First, opponents of abortion claim to be acting in women's interests, by protecting them from the unscrupulous doctors of the "abortion industry"; or to be promoting health (to justify unnecessary clinic regulations); protecting the lives of infants born after attempted abortions; ensuring that abortions are not performed after the foetus would be viable if born; or granting some sort of conscience provision (for taxpayers, employers, insurers or healthcare providers) that trumps women's right to access abortion care. In the wave of new bans, the mask is off, and the endgame of banning all abortions, and even punishing those women and people who have them, is fully revealed.
Secondly, the extreme bans being considered or already enacted mark a shift in tactics, prepared for years and now made possible by the anti-abortion bias of the Supreme Court, following US President Donald Trump's appointment of alleged sexual assault perpetrator and anti-abortion judge Brett Cavanaugh.
The new laws are deliberately unconstitutional. Under the Roe v Wade ruling that has been upheld numerous times since 1973, abortion before the foetus is viable is protected by the US constitution on the basis of the right to privacy. It cannot be restricted after viability by states unless there are exemptions for the pregnant woman's life or health.
The strategy is intended to affect not just the state where the new legislation is enacted, but all states, through the erosion or overturning of Roe v Wade by a Supreme Court now predominantly hostile to abortion rights, as the laws are inevitably challenged in that court.
Thirdly, it marks one of the flashpoints of the war on women, trans men and nonbinary people which has accelerated under the election of "grab 'em by the pussy" Trump.

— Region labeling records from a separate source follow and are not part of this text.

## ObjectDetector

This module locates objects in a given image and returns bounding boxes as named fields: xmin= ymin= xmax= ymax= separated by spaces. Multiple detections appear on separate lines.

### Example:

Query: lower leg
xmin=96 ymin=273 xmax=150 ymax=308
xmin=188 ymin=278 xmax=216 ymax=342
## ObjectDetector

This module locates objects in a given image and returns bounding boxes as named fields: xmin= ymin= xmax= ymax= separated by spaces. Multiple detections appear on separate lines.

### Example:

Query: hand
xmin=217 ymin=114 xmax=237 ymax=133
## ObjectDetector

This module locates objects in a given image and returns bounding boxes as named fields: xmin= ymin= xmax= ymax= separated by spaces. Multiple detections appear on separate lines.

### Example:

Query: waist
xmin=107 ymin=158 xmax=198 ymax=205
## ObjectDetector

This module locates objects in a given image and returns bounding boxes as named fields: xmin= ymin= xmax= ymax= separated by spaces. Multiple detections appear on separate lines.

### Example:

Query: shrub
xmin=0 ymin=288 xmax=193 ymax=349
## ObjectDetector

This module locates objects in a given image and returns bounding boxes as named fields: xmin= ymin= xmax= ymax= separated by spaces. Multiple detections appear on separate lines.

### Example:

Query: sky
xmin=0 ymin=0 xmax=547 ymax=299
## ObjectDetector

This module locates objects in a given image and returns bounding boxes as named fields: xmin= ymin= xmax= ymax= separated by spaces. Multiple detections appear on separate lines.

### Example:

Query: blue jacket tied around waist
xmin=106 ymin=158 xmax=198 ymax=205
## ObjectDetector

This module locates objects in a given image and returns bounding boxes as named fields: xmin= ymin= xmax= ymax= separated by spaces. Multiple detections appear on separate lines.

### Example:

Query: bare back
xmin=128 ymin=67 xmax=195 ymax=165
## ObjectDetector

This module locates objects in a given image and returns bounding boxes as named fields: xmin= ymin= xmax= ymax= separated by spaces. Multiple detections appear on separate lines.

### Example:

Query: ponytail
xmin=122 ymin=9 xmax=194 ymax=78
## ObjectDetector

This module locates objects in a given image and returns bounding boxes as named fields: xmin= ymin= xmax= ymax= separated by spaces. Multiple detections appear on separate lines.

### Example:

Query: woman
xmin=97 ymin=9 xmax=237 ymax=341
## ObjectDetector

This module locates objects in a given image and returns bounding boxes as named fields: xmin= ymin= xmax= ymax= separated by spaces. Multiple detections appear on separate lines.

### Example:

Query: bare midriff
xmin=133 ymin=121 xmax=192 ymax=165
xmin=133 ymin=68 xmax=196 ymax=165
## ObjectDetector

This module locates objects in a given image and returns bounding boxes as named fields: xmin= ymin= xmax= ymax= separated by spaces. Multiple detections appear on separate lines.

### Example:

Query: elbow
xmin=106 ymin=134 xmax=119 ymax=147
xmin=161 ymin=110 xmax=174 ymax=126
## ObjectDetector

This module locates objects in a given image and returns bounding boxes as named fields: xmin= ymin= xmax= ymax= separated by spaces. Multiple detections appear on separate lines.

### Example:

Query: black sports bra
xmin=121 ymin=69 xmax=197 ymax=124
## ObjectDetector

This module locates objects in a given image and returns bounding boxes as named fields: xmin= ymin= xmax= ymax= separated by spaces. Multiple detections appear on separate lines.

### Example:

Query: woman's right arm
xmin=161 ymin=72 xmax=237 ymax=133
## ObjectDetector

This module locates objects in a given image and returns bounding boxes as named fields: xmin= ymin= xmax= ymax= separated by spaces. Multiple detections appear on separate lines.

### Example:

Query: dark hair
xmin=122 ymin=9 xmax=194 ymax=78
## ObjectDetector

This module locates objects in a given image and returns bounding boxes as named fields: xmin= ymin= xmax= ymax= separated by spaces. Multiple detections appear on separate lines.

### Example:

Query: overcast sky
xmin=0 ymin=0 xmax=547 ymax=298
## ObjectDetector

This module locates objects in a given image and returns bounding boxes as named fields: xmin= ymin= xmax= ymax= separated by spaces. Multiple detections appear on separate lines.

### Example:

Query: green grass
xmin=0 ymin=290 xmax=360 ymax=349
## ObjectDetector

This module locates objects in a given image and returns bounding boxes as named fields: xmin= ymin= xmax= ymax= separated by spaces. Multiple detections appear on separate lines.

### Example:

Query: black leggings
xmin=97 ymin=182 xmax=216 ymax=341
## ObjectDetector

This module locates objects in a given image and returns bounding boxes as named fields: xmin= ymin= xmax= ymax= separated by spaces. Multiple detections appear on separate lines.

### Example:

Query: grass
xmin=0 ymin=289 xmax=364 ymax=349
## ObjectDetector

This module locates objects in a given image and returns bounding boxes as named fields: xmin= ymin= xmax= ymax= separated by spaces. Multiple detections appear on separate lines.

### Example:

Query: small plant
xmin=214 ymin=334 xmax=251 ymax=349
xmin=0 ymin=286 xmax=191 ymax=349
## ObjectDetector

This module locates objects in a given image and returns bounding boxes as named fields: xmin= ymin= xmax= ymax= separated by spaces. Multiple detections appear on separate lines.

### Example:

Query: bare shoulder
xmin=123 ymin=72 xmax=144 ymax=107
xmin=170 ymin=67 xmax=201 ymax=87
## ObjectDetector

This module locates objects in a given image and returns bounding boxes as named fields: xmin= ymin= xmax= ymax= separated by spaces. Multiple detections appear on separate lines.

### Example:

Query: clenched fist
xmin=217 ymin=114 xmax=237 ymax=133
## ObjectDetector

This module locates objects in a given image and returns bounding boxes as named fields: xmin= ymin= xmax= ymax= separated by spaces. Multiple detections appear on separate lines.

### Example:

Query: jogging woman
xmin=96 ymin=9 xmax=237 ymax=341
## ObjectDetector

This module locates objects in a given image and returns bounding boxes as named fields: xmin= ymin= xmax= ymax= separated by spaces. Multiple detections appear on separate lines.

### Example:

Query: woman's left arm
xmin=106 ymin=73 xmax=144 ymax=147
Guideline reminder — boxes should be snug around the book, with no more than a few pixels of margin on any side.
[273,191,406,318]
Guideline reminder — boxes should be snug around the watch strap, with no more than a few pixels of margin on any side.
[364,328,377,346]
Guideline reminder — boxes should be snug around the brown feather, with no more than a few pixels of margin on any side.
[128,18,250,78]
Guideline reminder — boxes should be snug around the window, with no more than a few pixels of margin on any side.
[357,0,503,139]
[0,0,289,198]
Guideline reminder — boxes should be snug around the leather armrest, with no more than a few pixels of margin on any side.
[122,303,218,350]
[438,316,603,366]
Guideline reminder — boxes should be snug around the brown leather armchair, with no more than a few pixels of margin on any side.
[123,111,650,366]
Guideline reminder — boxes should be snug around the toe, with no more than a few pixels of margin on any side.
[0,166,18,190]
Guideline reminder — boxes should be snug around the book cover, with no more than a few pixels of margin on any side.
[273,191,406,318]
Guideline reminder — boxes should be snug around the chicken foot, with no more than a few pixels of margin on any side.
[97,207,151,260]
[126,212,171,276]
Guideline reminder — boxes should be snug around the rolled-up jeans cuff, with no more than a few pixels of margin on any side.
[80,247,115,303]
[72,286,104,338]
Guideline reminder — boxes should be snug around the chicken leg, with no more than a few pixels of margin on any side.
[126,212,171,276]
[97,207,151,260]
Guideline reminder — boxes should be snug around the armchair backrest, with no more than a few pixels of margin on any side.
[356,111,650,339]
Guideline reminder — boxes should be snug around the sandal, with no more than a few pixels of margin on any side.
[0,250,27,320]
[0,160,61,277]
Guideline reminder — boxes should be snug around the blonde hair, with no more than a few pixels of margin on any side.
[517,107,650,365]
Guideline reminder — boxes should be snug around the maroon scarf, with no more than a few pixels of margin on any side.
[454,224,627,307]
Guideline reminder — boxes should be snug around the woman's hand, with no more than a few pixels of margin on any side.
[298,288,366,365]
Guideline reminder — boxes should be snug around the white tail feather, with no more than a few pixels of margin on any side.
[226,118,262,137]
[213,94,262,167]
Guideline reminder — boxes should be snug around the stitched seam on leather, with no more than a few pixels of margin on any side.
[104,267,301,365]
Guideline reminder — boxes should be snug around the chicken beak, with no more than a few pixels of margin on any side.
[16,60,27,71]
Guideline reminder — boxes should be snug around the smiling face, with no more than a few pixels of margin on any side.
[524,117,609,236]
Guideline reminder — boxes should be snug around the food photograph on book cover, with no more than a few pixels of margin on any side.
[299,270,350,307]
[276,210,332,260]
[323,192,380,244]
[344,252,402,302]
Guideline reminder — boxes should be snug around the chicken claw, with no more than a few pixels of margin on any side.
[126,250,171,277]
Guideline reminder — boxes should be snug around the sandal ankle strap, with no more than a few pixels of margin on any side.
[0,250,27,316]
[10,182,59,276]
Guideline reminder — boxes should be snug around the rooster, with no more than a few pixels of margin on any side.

Thousands of people and 50 organisations rallied around the country on May 22 to protest the tide of anti-abortion laws. Women and their allies are willing to defend abortion rights, whether by rallies, a #sexstrike (popularised by actor Alyssa Milano), cross-state solidarity or community organising.
The right is chalking up victories and the danger of a Handmaid's Tale–like dystopia is growing, but it is a danger that is sparking an intense response.